For the Home Office, coupled with the “harsh” consequences mentioned in R (Nagre), the above genre of case law is such that the UK enjoys a margin of appreciation to formulate its own view about where the public interest in deportation lies.
Finally, for foreign criminals sentenced to imprisonment for more that 4 years within the meaning of new section 117C, subsection (6), the presence of “very compelling circumstances” is not arbitrary and is aligned not only with Maslov and Üner but is also generally in equilibrium with other fact specific Strasbourg jurisprudence like Grant v UK 10606/07  ECHR 26, Onur v UK 27319/07  ECHR 289, Balogun v UK 60286/09  ECHR 359 and so forth. The 4-year threshold corresponds with the Parliament’s chosen methods in the Legal Aid, Sentencing and Punishment of Offenders Act 2012 which has amended the Rehabilitation of Offenders Act 1974 to indicate that a 4-year custodial sentence can never be spent. The result is that the judiciary will have to give regard to Parliament’s view of the public interest which specifies that falling within Exception 1 or Exception 2 is insufficient to hinder deportation and only weightier considerations will suffice.
It appears that the government wants to use the above to make the immigration system more article 8 proof.

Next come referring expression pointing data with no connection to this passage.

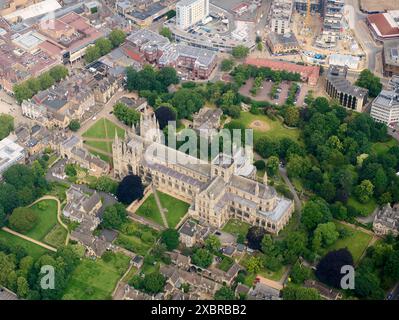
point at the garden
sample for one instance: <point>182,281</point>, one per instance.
<point>96,279</point>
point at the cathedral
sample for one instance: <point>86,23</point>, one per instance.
<point>218,190</point>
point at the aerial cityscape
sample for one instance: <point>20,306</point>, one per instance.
<point>199,150</point>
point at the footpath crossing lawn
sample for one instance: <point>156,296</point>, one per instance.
<point>32,249</point>
<point>176,209</point>
<point>96,279</point>
<point>104,129</point>
<point>357,242</point>
<point>100,137</point>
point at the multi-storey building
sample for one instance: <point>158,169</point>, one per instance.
<point>280,16</point>
<point>385,108</point>
<point>339,88</point>
<point>190,12</point>
<point>217,191</point>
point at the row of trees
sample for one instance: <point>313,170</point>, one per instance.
<point>6,125</point>
<point>30,87</point>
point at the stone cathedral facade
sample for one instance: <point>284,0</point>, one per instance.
<point>218,190</point>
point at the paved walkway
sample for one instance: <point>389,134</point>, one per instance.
<point>47,197</point>
<point>160,208</point>
<point>20,235</point>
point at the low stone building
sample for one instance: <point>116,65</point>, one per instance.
<point>348,95</point>
<point>282,43</point>
<point>387,220</point>
<point>72,149</point>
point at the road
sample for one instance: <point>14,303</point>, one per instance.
<point>362,33</point>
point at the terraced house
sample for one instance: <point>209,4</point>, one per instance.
<point>219,190</point>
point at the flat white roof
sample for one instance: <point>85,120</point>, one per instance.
<point>34,10</point>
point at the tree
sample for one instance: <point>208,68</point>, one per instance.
<point>164,114</point>
<point>272,165</point>
<point>6,125</point>
<point>46,81</point>
<point>58,73</point>
<point>292,292</point>
<point>226,65</point>
<point>70,170</point>
<point>260,164</point>
<point>224,293</point>
<point>114,216</point>
<point>74,125</point>
<point>254,264</point>
<point>240,52</point>
<point>212,243</point>
<point>22,287</point>
<point>130,189</point>
<point>104,46</point>
<point>202,258</point>
<point>364,191</point>
<point>324,236</point>
<point>291,116</point>
<point>369,81</point>
<point>254,237</point>
<point>367,285</point>
<point>329,268</point>
<point>117,37</point>
<point>165,31</point>
<point>314,212</point>
<point>23,219</point>
<point>125,114</point>
<point>300,273</point>
<point>170,237</point>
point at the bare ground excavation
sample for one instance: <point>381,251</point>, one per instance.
<point>259,125</point>
<point>381,5</point>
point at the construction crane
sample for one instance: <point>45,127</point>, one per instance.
<point>308,19</point>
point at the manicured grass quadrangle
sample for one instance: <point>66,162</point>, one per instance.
<point>176,209</point>
<point>96,279</point>
<point>356,243</point>
<point>32,249</point>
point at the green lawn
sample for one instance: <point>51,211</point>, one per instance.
<point>364,208</point>
<point>56,237</point>
<point>47,221</point>
<point>356,243</point>
<point>104,128</point>
<point>225,264</point>
<point>32,249</point>
<point>149,210</point>
<point>96,279</point>
<point>176,209</point>
<point>136,237</point>
<point>236,227</point>
<point>276,128</point>
<point>382,147</point>
<point>101,145</point>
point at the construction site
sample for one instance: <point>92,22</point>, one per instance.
<point>322,30</point>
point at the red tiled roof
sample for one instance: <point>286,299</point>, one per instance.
<point>382,26</point>
<point>310,73</point>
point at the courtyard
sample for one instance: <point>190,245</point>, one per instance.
<point>99,137</point>
<point>174,209</point>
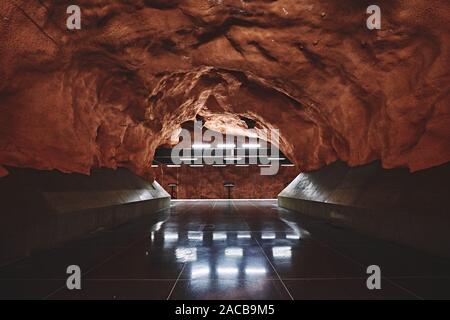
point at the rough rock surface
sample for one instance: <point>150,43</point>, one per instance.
<point>208,182</point>
<point>108,95</point>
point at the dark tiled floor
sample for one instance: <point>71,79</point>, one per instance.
<point>228,250</point>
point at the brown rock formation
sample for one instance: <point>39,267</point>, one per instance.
<point>109,94</point>
<point>208,182</point>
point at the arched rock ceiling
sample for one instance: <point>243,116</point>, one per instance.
<point>109,94</point>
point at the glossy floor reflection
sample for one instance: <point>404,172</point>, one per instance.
<point>227,250</point>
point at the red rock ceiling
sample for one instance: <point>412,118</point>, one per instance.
<point>111,93</point>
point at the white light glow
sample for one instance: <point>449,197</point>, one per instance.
<point>195,235</point>
<point>226,146</point>
<point>251,146</point>
<point>282,252</point>
<point>293,236</point>
<point>219,236</point>
<point>186,254</point>
<point>200,271</point>
<point>255,271</point>
<point>244,236</point>
<point>158,226</point>
<point>268,236</point>
<point>201,146</point>
<point>188,159</point>
<point>170,236</point>
<point>227,271</point>
<point>234,252</point>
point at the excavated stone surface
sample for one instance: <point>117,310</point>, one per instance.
<point>108,95</point>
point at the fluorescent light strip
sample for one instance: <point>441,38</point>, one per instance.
<point>226,146</point>
<point>234,252</point>
<point>219,236</point>
<point>282,252</point>
<point>229,271</point>
<point>244,236</point>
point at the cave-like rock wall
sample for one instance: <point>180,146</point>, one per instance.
<point>109,94</point>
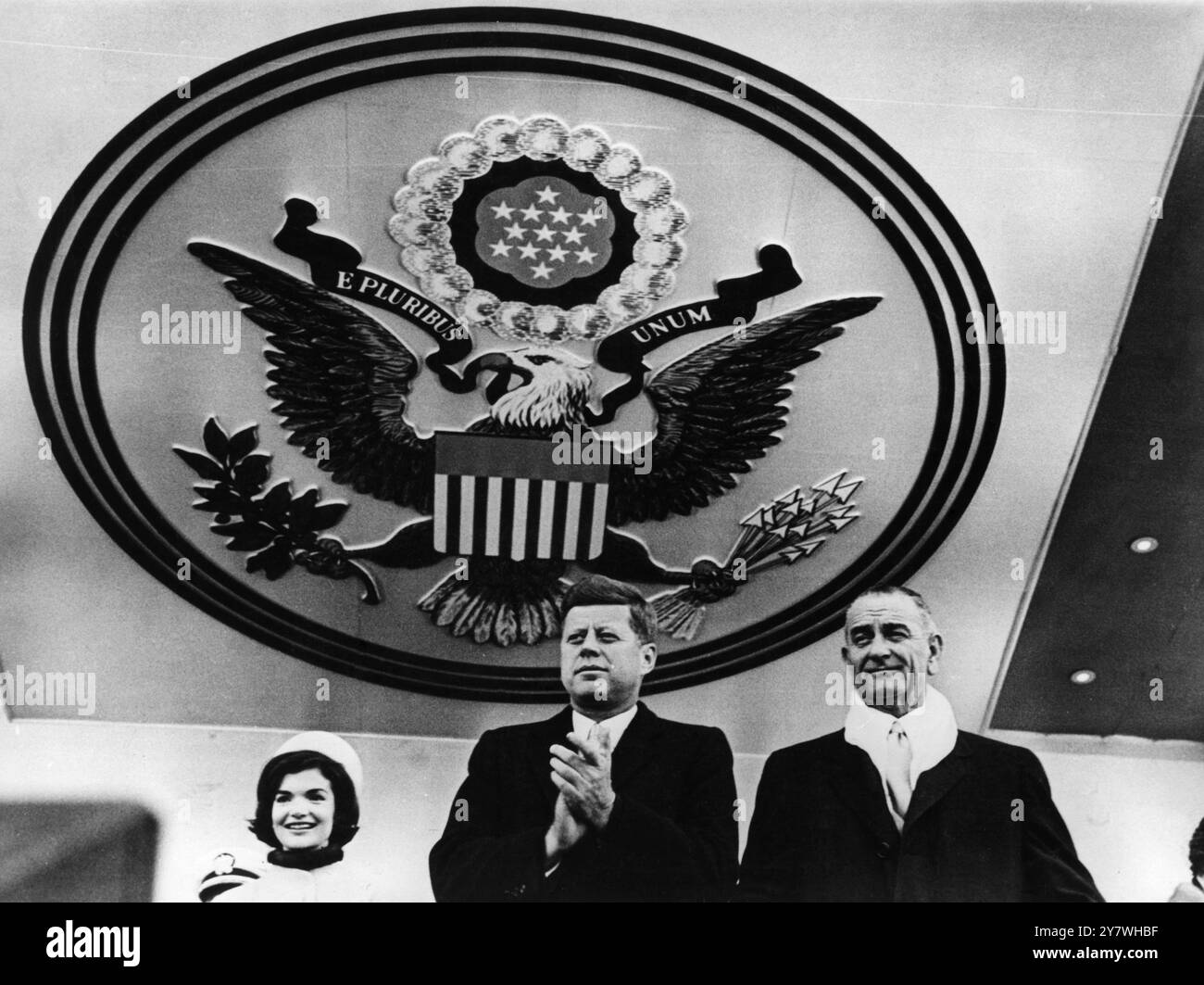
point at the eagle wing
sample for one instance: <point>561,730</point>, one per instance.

But things said for the sake of political expediency can sometimes be misleading. And since cases turn on their particular facts, the vilified judiciary, which is compelled to strike the right balance, has a hard enough job to do without media misrepresentation.
For example, in 2010, when the present government ascended to power, according to the Guardian (using MoJ figures) there were 850 appeals against deportation of which 233 were successful. Only 149 of these were allowed on human rights grounds and in 108 (or 12%) of them, article 8 saved the day for appellants. However, in whipping up a media circus, several elements in the press chose to depict this incorrectly by claiming that 149 out of 233 (or 64%) appeals were successful on human rights grounds.
Interesting developments in subsequent years can be found in the fact sheet on appeals that accompanies the bill in which Mark Harper explains:
In 2011-2012 of the 409 successful appeals against deportation by foreign criminals, 177 that is around 40% of the successful appeals (10% of all appeals by foreign criminals) were allowed on article 8 grounds.
In light of the impact assessment document about reforming appeal rights under the bill, the home secretary’s figure of 70,000 annual deportation appeals is also wide open to question. For example, pages 5 – 6 of this helpful impact assessment document explain that excluding asylum and family visit cases, in 2012/13 the First-tier Tribunal received 58,830 cases. Of these 30,486 cases concerned managed migration, 26,500 concerned entry clearance and only 1,844 appeals concerned deportation and other cases.
The provisions of the bill and the documents that accompany it do make riveting reading. But it is nevertheless important to note that by subscribing to an annual figure of 70,000 deportation appeals, the question of foreign criminals and human rights has been blown out of proportion by the home secretary.